PHOENIX — Several Phoenix City Council members are attempting to block a Satanic church from giving a prayer prior to a Phoenix City Council meeting next month.
City Councilman Jim Waring sent a letter to the City Manager Ed Zuercher on behalf of himself, Councilman Sal DiCiccio and several other council members on Friday to change the way the legislature holds its prayers.
The city has a long tradition of opening council meetings with an invocation and, thanks to a Supreme Court ruling, that cannot be limited to certain religions or beliefs.
“All we did was ask if we can do one too,” Stu de Haan with the Satanic Temple said.
De Haan said the group will give the prayer at the council’s Feb. 17 meeting after it asked the city to participate.
“It was accepted right away,” he said. “There was no issue.”
Phoenix City Attorney Brad Holm said any religion can call the city clerk’s office and request to give the prayer, which is chosen by a rotating pool of state Senate members.
“We just had a policy if somebody called up and wanted to pray, we said OK,” he said, adding that the city struggles at times to find someone willing to give the invocation.
De Haan said people have been concerned about the satanic prayer, but a lot of them don’t understand the religion.

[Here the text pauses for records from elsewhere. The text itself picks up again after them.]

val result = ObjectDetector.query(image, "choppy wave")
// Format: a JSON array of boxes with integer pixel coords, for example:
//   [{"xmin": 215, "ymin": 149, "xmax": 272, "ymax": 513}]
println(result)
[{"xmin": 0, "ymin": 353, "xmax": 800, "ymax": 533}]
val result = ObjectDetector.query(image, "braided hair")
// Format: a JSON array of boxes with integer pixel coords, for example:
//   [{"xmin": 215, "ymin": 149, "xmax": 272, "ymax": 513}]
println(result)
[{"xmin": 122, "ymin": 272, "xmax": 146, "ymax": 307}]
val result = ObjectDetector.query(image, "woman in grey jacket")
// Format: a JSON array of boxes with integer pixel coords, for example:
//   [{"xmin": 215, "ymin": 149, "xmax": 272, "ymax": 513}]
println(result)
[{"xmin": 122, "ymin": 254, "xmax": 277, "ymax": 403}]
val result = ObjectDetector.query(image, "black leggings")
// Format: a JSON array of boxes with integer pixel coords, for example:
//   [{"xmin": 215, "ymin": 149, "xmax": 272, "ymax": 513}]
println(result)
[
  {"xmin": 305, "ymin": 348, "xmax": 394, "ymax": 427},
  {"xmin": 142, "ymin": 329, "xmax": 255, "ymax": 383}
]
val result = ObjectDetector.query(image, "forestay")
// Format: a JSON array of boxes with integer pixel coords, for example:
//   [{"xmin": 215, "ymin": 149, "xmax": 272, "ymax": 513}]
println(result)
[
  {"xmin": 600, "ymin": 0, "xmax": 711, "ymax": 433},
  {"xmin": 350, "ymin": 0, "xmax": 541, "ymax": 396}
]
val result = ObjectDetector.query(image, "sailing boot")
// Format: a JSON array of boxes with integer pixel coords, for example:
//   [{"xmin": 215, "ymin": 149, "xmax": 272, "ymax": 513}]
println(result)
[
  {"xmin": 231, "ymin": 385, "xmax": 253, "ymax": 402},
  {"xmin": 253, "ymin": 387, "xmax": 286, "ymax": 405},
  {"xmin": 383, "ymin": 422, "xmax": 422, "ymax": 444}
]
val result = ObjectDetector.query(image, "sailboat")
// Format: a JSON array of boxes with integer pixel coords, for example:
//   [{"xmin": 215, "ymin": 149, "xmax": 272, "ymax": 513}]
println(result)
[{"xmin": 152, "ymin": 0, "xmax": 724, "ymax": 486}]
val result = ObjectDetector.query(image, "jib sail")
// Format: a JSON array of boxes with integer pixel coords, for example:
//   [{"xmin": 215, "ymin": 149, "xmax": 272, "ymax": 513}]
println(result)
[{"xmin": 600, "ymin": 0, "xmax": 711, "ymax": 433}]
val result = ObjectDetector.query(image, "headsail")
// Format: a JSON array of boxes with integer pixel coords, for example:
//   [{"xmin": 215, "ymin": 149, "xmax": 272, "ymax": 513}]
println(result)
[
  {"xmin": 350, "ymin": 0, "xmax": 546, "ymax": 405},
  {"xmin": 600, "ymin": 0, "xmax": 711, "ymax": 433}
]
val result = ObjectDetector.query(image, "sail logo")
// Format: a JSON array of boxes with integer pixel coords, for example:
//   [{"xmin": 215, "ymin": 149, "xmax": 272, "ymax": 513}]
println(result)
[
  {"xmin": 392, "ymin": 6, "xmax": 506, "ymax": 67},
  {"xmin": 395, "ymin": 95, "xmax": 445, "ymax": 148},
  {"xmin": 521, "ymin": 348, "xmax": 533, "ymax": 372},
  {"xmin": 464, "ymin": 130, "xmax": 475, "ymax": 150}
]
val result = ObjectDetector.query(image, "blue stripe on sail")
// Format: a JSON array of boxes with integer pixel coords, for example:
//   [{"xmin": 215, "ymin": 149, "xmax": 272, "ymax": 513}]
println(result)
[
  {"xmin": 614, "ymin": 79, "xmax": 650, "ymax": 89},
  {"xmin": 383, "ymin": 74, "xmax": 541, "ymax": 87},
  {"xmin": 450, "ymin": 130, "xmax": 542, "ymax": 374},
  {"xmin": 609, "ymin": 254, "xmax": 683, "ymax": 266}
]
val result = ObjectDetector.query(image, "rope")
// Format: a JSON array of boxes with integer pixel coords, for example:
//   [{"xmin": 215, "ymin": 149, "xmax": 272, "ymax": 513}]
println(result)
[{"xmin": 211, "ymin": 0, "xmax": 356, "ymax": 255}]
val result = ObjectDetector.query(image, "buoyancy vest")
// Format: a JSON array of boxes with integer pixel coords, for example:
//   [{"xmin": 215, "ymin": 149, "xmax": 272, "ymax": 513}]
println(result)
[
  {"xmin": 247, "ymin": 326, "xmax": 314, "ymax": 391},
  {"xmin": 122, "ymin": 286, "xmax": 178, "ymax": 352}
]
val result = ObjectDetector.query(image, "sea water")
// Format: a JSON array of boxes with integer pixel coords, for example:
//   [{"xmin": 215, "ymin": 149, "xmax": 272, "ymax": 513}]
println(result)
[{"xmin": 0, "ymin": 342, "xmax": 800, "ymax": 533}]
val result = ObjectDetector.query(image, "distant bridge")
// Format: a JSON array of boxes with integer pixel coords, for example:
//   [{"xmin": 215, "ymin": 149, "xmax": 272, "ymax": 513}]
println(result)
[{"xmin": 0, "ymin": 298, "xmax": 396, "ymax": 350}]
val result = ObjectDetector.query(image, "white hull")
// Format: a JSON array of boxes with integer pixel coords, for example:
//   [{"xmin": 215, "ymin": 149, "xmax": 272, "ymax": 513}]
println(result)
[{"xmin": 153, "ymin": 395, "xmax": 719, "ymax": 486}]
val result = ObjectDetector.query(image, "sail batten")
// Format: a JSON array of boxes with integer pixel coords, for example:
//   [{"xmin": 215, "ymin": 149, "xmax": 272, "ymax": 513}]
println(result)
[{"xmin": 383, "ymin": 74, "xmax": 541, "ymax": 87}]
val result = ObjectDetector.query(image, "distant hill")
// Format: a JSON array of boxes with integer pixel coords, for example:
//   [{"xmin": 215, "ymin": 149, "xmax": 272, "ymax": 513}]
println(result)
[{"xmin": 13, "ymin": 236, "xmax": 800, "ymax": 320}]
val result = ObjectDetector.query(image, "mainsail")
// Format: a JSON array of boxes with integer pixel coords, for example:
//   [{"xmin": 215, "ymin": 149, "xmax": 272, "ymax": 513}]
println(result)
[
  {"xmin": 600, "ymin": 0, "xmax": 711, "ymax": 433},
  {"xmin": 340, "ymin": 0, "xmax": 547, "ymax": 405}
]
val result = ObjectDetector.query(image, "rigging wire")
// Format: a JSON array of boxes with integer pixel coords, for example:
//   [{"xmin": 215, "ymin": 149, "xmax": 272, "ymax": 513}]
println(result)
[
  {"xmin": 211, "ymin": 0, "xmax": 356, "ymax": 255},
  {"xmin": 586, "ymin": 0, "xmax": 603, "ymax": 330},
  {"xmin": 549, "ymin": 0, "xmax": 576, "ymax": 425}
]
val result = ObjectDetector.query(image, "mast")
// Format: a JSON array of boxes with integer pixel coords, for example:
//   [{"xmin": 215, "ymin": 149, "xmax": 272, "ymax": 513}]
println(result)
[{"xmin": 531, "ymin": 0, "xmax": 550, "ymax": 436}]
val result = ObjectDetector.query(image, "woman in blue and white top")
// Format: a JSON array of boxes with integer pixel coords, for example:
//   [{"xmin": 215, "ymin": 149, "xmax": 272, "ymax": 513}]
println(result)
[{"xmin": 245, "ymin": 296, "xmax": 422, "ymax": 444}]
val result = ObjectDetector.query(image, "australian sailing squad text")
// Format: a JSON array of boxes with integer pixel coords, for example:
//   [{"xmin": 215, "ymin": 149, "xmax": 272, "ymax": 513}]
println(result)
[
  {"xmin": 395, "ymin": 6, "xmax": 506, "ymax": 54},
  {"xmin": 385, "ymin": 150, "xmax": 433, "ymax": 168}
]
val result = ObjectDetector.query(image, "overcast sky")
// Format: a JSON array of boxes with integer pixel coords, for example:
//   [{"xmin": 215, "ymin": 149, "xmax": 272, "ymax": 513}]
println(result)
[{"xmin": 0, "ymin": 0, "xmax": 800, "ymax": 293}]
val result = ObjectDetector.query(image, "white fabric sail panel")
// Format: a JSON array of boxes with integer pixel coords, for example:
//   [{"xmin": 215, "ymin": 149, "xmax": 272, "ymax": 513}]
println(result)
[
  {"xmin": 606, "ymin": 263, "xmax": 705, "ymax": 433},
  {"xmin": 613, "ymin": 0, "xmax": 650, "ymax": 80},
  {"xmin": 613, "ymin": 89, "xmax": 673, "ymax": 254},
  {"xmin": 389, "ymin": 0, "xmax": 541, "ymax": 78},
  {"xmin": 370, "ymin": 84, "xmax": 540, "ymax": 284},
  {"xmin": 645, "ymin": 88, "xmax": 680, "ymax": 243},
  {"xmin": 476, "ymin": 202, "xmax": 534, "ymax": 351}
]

“We’ve gotten a lot of ridiculous questions, like are we going to sacrifice babies and what we’re calling ‘blood libel,’” he said. “There’s nothing ever like that in Satanism.”

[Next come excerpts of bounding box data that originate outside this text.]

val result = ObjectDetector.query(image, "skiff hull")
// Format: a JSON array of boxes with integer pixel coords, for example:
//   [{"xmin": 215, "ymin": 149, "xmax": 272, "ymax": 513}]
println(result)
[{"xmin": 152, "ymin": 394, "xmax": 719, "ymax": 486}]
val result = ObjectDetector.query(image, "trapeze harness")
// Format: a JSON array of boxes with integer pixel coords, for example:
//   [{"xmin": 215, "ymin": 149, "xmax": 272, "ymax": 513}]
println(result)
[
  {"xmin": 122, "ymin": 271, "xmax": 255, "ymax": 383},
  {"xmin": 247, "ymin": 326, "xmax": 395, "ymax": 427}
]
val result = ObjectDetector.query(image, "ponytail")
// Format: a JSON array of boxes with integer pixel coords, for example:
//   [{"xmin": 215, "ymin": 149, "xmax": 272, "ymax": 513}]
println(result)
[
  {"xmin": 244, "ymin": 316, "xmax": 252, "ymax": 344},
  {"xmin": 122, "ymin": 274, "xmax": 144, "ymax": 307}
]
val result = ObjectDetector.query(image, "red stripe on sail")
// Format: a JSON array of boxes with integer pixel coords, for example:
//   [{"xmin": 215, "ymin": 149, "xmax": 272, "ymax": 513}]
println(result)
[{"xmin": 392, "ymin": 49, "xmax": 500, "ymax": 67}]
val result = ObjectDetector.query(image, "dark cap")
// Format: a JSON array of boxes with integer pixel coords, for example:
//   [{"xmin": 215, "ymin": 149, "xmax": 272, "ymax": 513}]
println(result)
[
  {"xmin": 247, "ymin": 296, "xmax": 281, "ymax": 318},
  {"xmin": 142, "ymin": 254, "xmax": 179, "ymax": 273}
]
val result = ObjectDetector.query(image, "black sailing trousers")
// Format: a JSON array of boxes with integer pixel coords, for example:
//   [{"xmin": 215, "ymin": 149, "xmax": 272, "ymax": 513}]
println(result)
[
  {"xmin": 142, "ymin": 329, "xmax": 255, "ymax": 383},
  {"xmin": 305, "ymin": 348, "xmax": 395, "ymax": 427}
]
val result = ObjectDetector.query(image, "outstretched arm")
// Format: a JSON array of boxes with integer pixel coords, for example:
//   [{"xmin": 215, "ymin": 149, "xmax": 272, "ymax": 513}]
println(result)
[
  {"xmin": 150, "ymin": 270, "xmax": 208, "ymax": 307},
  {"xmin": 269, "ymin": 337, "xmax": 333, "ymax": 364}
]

Instead, de Haan said the religion is a kind of metaphor for rebelling against tyranny and favors “logic and reason over superstition and the supernatural.”
“We should have our voice and we believe that reason should trump superstition in general,” he said.
The group does not believe in Satan as a deity. De Haan said the religion is made up primarily of agnostics or atheists.
Holm said the city has adopted new policies on the prayer since approving the satanists’ request, but it had nothing to do with the group.
Instead, he said the city is using similar to those in Congress that mandate prayers be kept short and are free from any political motivation. Holm said the city had a past problem with groups attempting to give speeches or making an argument during the prayer.
De Haan said the group is not looking to shake any feathers or make changes to the city’s process. His group just wants to be included in the broader religious spectrum.
“We are Satanists and we are your friend,” he said.
KTAR’s Corbin Carson contributed to this report.